Group 2 innate lymphoid cells are critical for the initiation of adaptive T helper 2 cell-mediated allergic lung inflammation.

Naive CD4(+) T cell differentiation into distinct subsets of T helper (Th) cells is a pivotal process in the initiation of the adaptive immune response. Allergens predominantly stimulate Th2 cells, causing allergic inflammation. However, why allergens induce Th2 cell differentiation is not well understood. Here we show that group 2 innate lymphoid cells (ILC2s) are required to mount a robust Th2 cell response to the protease-allergen papain.
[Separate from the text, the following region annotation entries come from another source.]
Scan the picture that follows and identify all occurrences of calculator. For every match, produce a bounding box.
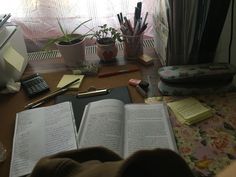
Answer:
[21,73,49,97]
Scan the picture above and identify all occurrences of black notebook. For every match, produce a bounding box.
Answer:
[55,86,131,130]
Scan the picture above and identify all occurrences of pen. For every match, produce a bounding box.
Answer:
[25,78,80,109]
[25,88,68,109]
[98,68,139,77]
[76,89,110,98]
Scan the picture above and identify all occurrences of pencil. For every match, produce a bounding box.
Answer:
[98,68,139,77]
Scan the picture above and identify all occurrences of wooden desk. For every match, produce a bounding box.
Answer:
[0,44,160,177]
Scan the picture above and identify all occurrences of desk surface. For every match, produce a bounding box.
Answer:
[0,43,161,177]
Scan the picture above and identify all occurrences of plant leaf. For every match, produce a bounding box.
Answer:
[71,19,92,34]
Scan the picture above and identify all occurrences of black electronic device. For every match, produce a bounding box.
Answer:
[21,73,49,97]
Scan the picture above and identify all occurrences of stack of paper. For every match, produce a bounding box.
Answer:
[167,97,213,125]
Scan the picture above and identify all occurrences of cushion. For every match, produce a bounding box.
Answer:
[158,80,236,96]
[158,63,236,83]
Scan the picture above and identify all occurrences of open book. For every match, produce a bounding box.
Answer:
[10,99,176,177]
[78,99,176,157]
[10,102,77,177]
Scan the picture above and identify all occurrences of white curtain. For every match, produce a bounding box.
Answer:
[0,0,154,44]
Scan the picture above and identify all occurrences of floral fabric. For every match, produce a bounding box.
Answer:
[163,93,236,177]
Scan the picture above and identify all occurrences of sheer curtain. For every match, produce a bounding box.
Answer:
[166,0,230,65]
[0,0,154,49]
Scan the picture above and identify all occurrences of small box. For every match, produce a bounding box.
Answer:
[138,54,153,65]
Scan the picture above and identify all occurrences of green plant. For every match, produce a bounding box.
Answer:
[92,24,122,44]
[43,19,92,49]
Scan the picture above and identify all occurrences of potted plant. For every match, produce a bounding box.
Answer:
[44,19,91,68]
[92,24,122,62]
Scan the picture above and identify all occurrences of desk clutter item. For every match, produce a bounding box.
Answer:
[167,97,213,125]
[163,92,236,177]
[78,99,177,157]
[10,99,177,177]
[57,74,84,89]
[158,63,236,95]
[21,73,49,97]
[55,86,132,129]
[10,102,77,177]
[0,14,11,28]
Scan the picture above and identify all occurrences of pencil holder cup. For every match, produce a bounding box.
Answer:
[123,34,143,60]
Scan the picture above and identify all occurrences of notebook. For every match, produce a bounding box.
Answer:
[55,86,131,130]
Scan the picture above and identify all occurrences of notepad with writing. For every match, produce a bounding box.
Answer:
[167,97,213,125]
[57,74,84,89]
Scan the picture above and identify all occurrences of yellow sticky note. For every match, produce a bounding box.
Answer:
[167,97,213,125]
[3,46,24,72]
[57,74,84,89]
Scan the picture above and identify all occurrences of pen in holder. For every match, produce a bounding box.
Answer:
[123,34,143,60]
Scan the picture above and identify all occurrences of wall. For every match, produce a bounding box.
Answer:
[215,2,236,66]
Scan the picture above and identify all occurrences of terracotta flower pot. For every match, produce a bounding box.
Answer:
[96,43,118,62]
[56,38,85,68]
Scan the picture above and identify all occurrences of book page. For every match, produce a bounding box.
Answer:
[124,104,176,157]
[78,99,124,156]
[10,102,77,177]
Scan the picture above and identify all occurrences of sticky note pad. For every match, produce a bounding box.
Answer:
[57,74,84,89]
[3,46,24,72]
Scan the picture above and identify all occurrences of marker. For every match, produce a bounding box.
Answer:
[98,68,139,77]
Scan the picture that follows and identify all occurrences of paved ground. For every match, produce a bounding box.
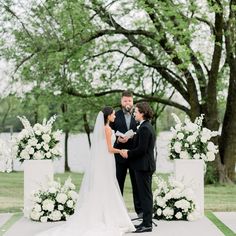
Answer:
[0,212,236,236]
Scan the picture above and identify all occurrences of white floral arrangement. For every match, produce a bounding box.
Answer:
[30,177,78,222]
[153,177,199,221]
[14,116,62,162]
[0,139,12,173]
[169,114,219,161]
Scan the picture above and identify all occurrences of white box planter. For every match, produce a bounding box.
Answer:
[23,160,53,218]
[174,159,204,216]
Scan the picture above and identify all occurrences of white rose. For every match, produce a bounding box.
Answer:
[42,134,51,143]
[193,153,200,159]
[42,199,54,211]
[179,151,190,159]
[56,193,67,204]
[68,190,78,201]
[66,200,74,208]
[177,133,184,140]
[207,142,218,153]
[175,212,183,220]
[43,144,49,151]
[174,142,181,153]
[187,135,196,144]
[157,208,162,216]
[40,216,48,223]
[34,151,44,160]
[48,187,57,193]
[45,152,52,158]
[49,210,62,221]
[34,204,42,212]
[28,147,34,155]
[53,130,62,141]
[206,152,215,161]
[20,150,30,160]
[163,207,174,217]
[30,210,41,220]
[28,138,38,146]
[57,205,64,211]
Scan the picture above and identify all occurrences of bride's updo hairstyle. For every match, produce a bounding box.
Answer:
[135,102,153,120]
[102,107,114,124]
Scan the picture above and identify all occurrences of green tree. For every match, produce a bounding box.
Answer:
[2,0,236,182]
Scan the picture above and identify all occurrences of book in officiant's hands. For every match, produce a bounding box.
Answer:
[115,129,136,138]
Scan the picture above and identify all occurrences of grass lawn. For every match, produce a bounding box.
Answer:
[0,172,236,213]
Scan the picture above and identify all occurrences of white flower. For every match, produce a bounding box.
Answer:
[34,203,42,212]
[20,150,30,160]
[68,190,78,201]
[177,133,184,140]
[175,199,190,211]
[42,199,55,211]
[56,193,68,204]
[66,200,74,208]
[43,143,49,151]
[45,152,52,158]
[34,151,44,160]
[174,142,181,153]
[42,134,51,143]
[157,208,162,216]
[206,152,215,161]
[28,138,38,146]
[156,197,166,207]
[49,210,62,221]
[57,205,64,211]
[207,142,218,153]
[40,216,48,223]
[193,153,200,159]
[175,211,183,220]
[53,130,62,141]
[187,135,196,144]
[163,207,174,217]
[48,187,57,193]
[30,211,41,220]
[179,151,190,159]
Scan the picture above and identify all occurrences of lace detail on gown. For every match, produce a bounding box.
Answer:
[37,113,135,236]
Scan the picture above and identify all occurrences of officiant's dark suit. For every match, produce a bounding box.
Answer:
[127,103,156,230]
[111,109,142,215]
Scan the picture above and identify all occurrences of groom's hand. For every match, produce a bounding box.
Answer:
[117,136,129,143]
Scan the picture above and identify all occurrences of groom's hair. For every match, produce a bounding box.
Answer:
[121,90,133,97]
[135,102,153,120]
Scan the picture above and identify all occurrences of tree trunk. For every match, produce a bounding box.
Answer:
[65,130,70,171]
[83,113,91,147]
[220,58,236,182]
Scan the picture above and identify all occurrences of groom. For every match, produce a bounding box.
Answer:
[122,102,156,233]
[111,91,143,217]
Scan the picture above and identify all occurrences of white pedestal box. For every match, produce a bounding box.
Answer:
[174,159,204,217]
[23,160,53,218]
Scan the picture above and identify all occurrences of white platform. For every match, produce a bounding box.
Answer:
[23,160,53,217]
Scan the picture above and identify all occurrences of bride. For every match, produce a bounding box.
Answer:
[37,107,135,236]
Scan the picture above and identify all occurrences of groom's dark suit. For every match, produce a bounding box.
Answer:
[111,110,142,214]
[128,121,156,227]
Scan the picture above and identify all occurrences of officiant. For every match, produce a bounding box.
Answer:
[111,91,143,217]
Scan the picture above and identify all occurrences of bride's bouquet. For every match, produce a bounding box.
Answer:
[170,114,218,161]
[14,116,62,162]
[30,177,78,222]
[153,177,199,221]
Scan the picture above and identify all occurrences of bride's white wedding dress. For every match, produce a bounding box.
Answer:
[37,112,135,236]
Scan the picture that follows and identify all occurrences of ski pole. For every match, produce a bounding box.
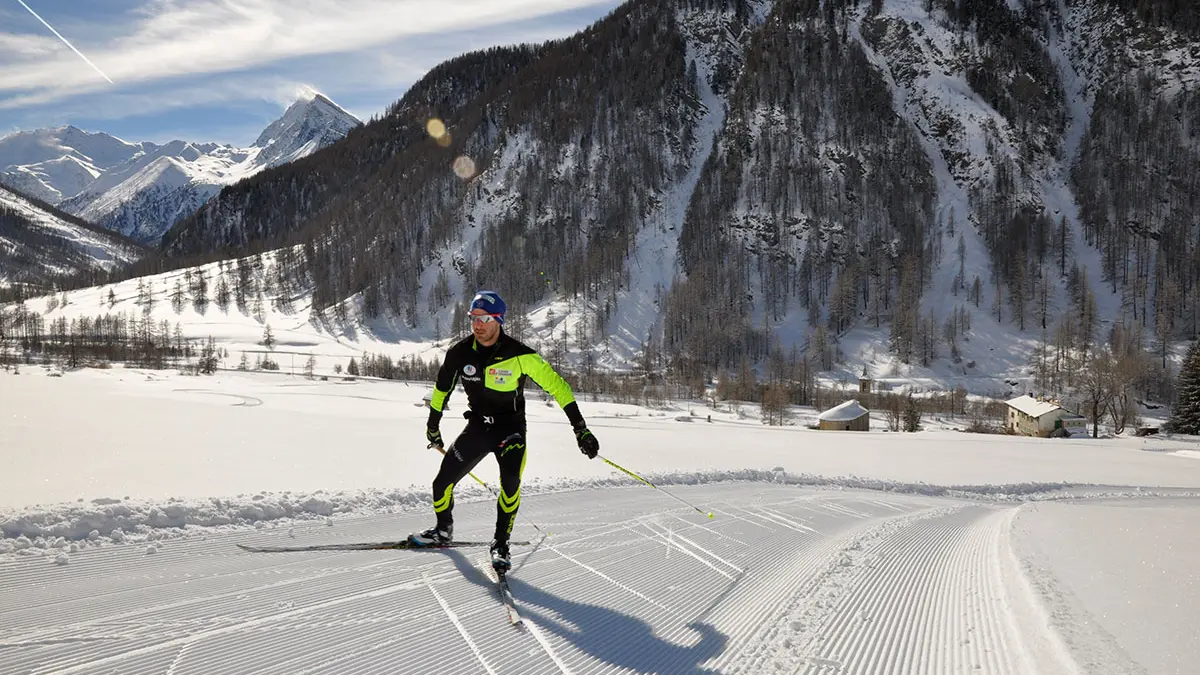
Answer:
[596,455,713,518]
[428,443,500,487]
[427,443,550,537]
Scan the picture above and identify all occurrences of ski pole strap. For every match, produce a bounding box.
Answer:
[430,443,496,487]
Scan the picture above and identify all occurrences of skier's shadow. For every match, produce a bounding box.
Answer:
[446,550,730,674]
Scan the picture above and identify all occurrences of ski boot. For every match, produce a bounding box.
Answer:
[488,539,512,569]
[408,525,454,546]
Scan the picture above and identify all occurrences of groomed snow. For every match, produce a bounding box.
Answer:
[0,366,1200,675]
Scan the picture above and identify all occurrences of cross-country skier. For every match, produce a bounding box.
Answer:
[409,285,600,572]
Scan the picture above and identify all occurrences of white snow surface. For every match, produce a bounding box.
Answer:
[0,186,140,281]
[0,366,1200,675]
[0,92,361,241]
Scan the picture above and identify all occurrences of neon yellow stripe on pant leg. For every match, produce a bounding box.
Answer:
[433,483,454,513]
[497,444,529,513]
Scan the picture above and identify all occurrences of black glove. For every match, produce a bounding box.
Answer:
[425,426,444,448]
[575,426,600,459]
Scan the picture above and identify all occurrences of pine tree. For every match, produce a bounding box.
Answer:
[1170,341,1200,435]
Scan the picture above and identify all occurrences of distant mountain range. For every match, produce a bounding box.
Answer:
[0,186,146,292]
[0,94,361,244]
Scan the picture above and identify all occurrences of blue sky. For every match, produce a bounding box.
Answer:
[0,0,620,145]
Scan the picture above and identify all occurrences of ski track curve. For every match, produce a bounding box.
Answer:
[0,484,1089,675]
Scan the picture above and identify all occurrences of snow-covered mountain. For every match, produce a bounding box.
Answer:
[0,186,145,292]
[0,94,360,244]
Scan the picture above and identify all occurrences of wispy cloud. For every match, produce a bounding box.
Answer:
[0,0,612,108]
[17,0,113,84]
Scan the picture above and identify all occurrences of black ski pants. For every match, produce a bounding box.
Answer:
[433,417,526,542]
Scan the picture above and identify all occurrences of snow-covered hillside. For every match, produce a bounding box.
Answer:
[0,94,360,244]
[0,186,145,288]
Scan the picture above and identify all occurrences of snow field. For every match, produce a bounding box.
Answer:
[0,368,1200,675]
[0,484,1195,675]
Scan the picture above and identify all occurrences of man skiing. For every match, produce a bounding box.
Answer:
[409,285,600,573]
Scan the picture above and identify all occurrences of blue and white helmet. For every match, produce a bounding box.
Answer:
[470,291,508,324]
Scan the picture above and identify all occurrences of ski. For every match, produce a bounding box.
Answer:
[492,567,521,626]
[238,539,529,554]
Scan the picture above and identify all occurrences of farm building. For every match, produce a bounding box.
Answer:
[1006,395,1087,438]
[817,399,871,431]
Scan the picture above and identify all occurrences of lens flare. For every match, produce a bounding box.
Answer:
[454,155,475,180]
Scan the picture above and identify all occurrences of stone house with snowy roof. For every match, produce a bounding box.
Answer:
[1004,394,1087,438]
[817,399,871,431]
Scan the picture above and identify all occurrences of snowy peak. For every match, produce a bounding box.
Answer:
[0,94,361,243]
[253,94,361,168]
[0,181,145,289]
[0,126,146,204]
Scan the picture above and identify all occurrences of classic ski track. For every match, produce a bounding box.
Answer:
[709,506,956,675]
[804,507,1034,675]
[0,486,1080,675]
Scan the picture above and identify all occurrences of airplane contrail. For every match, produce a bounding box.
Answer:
[17,0,114,84]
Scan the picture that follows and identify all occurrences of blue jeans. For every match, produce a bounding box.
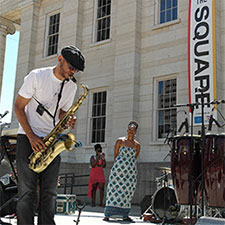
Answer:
[16,134,60,225]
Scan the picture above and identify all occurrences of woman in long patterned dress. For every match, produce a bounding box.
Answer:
[103,121,140,222]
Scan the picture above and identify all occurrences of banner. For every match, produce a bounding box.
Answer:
[188,0,216,125]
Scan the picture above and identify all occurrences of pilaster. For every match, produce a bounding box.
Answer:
[0,16,16,97]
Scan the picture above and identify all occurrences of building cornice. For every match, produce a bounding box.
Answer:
[18,0,41,10]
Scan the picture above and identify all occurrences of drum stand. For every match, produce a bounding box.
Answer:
[162,171,173,225]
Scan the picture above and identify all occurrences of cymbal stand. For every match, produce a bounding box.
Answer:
[73,202,86,225]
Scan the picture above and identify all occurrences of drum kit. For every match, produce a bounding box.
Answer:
[142,92,225,224]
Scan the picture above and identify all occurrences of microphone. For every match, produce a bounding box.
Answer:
[75,141,82,148]
[0,110,9,119]
[178,112,189,133]
[208,113,213,131]
[208,107,222,131]
[210,100,225,105]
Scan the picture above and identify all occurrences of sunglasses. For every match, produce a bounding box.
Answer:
[65,60,79,73]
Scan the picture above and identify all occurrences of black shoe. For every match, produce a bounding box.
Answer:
[123,216,135,223]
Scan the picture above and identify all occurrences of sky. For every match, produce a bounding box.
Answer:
[0,32,19,123]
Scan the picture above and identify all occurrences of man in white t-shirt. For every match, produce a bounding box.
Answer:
[15,46,85,225]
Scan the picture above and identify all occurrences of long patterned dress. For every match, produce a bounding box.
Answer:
[105,147,137,218]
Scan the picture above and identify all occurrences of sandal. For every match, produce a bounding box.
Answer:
[123,216,135,223]
[103,217,109,221]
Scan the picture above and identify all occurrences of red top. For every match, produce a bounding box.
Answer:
[88,156,105,198]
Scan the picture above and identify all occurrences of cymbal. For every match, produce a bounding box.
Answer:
[156,167,171,173]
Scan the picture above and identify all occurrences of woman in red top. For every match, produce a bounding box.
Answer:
[88,144,106,207]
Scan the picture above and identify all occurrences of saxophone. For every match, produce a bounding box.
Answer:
[29,77,88,173]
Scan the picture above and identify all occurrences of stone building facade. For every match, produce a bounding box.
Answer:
[0,0,225,203]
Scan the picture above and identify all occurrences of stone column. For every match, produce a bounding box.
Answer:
[0,16,16,97]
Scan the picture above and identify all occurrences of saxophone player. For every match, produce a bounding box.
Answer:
[15,46,85,225]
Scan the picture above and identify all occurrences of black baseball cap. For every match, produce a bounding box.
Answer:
[61,45,85,71]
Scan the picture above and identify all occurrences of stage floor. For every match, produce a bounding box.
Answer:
[2,205,160,225]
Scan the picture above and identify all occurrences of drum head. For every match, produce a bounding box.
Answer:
[152,187,180,220]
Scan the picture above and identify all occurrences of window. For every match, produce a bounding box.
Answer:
[157,79,177,138]
[160,0,177,23]
[47,13,60,56]
[91,91,107,143]
[96,0,111,42]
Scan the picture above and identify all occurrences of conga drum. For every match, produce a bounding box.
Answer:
[171,135,201,205]
[203,134,225,208]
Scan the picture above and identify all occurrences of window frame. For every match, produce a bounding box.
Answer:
[44,9,62,58]
[152,74,178,142]
[153,0,181,30]
[87,88,108,146]
[92,0,112,44]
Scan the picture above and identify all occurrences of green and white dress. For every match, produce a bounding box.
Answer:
[105,147,137,218]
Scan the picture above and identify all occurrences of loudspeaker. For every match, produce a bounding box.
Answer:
[195,216,225,225]
[140,195,152,215]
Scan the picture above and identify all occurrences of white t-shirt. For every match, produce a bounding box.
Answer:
[18,67,77,137]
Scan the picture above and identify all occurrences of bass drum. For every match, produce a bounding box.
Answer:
[152,187,182,220]
[171,135,201,205]
[203,134,225,208]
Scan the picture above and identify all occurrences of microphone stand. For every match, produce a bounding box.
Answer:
[200,91,205,216]
[188,105,194,225]
[174,103,196,225]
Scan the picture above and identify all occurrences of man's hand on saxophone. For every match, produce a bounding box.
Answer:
[59,109,77,129]
[27,134,47,152]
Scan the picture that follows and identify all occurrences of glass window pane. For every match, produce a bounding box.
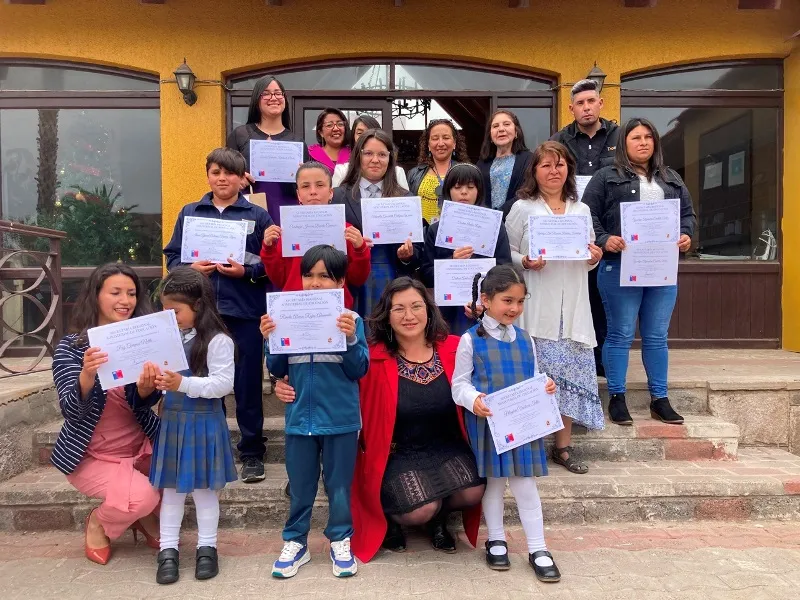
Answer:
[0,109,161,266]
[0,63,159,92]
[622,107,780,260]
[233,65,389,90]
[394,65,550,92]
[622,65,783,90]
Intranasal administration of papain stimulated ILC2s and Th2 cells, causing allergic lung inflammation and elevated immunoglobulin E titers. This process was severely impaired in ILC2-deficient mice. Whereas interleukin-4 (IL-4) was dispensable for papain-induced Th2 cell differentiation, ILC2-derived IL-13 was critical as it promoted migration of activated lung dendritic cells into the draining lymph node where they primed naive T cells to differentiate into Th2 cells. Papain-induced ILC2 activation and Th2 cell differentiation was IL-33-dependent, suggesting a common pathway in the initiation of Th2 cell responses to allergen.